There is a sense of bemusement in the neighbourhood as to what the women are up to in the space, says Antony. They often stop and stare at its stark, pristine interior — while the children are curious enough to come in and play around and sit on the swing, the men are often wary and suspicious. Some of them object to their wives coming here, ostensibly on account of the fact that there is a public toilet opposite and men often hang around it.
And some are more provoked by what they perhaps see as some kind of feminist rebellion.
Soon after they opened, the husband of one of the women who came here regularly turned up and started abusing Antony, Shalini and the other women. Then he went and tore the pieces of cloth from the walls and set a few on fire, yelling that they were teaching his wife “bad things” here and that she would stop taking her responsibilities seriously. “Earlier maybe we would have felt scared, but suddenly, there were 40-50 of us, standing together. We shouted him down,” recalls Antony.
There are plans afoot to use the space for small cultural events. In a few weeks, photographer Vivek Muthuramalingam, a Bengaluru-based photographer and writer who has photographed the area extensively, will hold an exhibition of his works — exclusively featuring his photos of Christmas and New Year celebrations in the area. MAP will conduct a 5-day children’s camp in May during the school holidays for drawing and storytelling. There’s a plan to hold a pottery workshop, and Kannada poet Mamata Sagar has promised to come and read some of her poems.
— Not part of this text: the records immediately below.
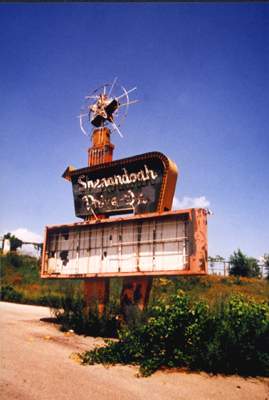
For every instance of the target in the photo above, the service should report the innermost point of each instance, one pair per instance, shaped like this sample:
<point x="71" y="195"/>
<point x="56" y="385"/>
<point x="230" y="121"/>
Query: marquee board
<point x="141" y="184"/>
<point x="169" y="243"/>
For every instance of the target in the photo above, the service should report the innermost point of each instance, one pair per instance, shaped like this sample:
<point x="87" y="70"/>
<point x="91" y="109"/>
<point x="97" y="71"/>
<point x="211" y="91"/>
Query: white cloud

“Accha lagta hai yahan aake. Sabke saath milke baith-te hain, baatein karte hain. Dil ka dard bolke halka hota hai,” says Shabrin Taj, a young homemaker from the area who has walked in to show Antony some of her finished embroidery. Another woman, Glory Lourdes, walks up to Antony and they start laughing over some of the photos from the opening day, when they all danced like crazy. Slowly, women hanging out in their own katte is normalised — at least in one small Bengaluru neighbourhood.